LE BARON HARTLEY, MADAME MURER, EUGÉNIE, BETSY.

Le théâtre représente un salon à la française, du meilleur goût. Des malles et des paquets indiquent qu'on vient d'arriver. Dans un des coins est une table chargée d'un cabaret à thé. Les dames sont assises auprès. Madame Murer lit un papier anglais près de la bougie. Eugénie tient un ouvrage de broderie. Le baron est assis derrière la table. Betsy est debout à côté de lui, tenant d'une main un plateau avec un petit verre dessus ; de l'autre une bouteille de marasquin empaillée : elle verse un verre au baron, et regarde après de côté et d'autre.

BETSY.

COMME tout ceci est beau! Mais c'est la chambre de ma maîtresse qu'il faut voir.

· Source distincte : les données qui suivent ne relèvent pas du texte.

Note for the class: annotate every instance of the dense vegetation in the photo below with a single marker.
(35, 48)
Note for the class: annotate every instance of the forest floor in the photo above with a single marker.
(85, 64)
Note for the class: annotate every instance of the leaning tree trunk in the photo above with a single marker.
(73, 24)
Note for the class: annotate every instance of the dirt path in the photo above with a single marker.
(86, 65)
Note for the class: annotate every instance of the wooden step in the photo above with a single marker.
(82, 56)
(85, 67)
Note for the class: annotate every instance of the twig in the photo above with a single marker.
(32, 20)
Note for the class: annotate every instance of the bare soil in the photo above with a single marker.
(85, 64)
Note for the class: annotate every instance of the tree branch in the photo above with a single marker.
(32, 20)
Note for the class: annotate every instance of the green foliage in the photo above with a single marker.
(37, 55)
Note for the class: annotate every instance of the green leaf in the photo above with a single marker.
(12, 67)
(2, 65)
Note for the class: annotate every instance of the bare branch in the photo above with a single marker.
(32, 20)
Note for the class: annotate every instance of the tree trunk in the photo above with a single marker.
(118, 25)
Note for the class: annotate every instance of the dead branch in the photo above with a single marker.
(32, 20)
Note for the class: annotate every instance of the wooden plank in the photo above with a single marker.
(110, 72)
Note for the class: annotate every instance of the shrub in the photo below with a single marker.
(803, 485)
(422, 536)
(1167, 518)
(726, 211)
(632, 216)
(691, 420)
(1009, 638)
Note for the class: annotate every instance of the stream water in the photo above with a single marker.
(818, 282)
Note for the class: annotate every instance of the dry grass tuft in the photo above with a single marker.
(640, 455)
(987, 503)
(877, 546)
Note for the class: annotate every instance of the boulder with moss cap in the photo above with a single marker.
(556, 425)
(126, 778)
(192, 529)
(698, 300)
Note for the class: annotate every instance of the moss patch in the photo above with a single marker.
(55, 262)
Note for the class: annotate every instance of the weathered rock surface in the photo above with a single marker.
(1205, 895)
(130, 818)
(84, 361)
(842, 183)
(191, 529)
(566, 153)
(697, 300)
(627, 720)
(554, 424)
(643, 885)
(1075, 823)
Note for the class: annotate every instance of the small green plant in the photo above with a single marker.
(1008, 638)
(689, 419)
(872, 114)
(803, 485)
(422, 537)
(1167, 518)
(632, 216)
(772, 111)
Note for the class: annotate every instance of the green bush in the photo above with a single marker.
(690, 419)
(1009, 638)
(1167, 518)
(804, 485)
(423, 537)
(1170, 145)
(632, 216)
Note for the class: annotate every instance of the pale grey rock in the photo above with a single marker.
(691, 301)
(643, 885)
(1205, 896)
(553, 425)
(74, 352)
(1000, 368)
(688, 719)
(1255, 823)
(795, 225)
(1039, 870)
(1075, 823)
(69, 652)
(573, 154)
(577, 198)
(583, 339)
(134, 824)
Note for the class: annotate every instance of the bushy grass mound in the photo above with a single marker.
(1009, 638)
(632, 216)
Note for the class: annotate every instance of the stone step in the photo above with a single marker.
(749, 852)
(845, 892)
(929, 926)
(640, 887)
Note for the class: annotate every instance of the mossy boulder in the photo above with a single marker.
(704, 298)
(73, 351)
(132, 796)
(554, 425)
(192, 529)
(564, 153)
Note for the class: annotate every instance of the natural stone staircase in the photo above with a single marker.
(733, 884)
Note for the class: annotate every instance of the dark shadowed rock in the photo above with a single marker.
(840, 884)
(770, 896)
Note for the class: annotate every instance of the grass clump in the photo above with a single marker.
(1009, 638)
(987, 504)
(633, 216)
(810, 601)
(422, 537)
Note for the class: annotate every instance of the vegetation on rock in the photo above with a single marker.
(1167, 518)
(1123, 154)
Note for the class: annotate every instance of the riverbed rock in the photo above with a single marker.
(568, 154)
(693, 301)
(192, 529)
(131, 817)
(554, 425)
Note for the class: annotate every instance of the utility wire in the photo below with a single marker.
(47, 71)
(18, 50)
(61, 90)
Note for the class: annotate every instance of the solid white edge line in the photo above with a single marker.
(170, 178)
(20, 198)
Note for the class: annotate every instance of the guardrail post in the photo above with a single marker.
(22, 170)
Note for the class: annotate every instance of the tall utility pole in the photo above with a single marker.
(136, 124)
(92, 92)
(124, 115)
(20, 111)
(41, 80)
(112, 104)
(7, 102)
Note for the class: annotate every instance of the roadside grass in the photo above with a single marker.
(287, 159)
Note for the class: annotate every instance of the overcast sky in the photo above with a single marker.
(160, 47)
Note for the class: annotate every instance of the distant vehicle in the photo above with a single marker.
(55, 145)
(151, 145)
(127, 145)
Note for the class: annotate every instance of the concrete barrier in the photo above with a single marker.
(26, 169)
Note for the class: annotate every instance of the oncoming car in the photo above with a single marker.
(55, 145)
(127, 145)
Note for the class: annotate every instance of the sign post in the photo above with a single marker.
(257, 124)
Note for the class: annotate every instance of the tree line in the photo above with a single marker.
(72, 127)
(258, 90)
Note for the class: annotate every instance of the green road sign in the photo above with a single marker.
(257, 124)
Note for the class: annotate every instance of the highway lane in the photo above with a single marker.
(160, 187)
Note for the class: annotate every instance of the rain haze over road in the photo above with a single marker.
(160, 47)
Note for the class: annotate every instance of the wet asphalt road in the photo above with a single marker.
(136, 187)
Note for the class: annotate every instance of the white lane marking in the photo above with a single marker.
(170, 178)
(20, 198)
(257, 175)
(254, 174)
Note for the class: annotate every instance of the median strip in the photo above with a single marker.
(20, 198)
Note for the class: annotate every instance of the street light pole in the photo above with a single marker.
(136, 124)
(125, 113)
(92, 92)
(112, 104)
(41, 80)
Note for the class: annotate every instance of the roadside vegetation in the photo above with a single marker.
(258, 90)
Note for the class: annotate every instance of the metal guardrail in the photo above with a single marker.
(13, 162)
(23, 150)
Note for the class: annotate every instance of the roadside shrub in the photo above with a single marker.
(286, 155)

LE BARON, après avoir bu, remettant son verre sur le

Celle-ci à droite?

plateau.

BETSY.

Oui, monsieur; l'autre est un passage par où l'on monte chez madame.

LE BARON.

J'entends: ici dessus.

MADAME MURER.

Vous ne sortez pas, monsieur? il est six heures.

LE BARON.

J'attends un carrosse... Eh bien, Eugénie, tu ne dis mot! est-ce que tu me boudes? Je ne te trouve plus si gaie qu'autrefois.

EUGÉNIE.

Je suis un peu fatiguée du voyage, mon père.

LE BARON.

Tu as pourtant couru le jardin toute l'aprèsmidi avec ta tante.

EUGÉNIE.

Cette maison est si recherchée...

MADAME MURER.

Il est vrai qu'elle est d'un goût... comme tout ce que le comte fait faire. On ne trouve rien à désirer ici.

EUGÉNIE à part.

Que celui à qui elle appartient. (Betsy sort.)

SCÈNE II.

EUGÉNIE, LE BARON, MADAME MURER,

ROBERT.

ROBERT.

Monsieur, une voiture...

LE BARON à Robert en se levant.

Mon chapeau, ma canne.....

MADAME MURER.

Robert, il faudra vider ces malles et remettre un peu d'ordre ici.

ROBERT.

On n'a pas encore eu le temps de se reconnaître.

LE BARON à Robert.

Où dis-tu que loge le capitaine?

ROBERT.

Dans Suffolk-Street, tout auprès du Bagno.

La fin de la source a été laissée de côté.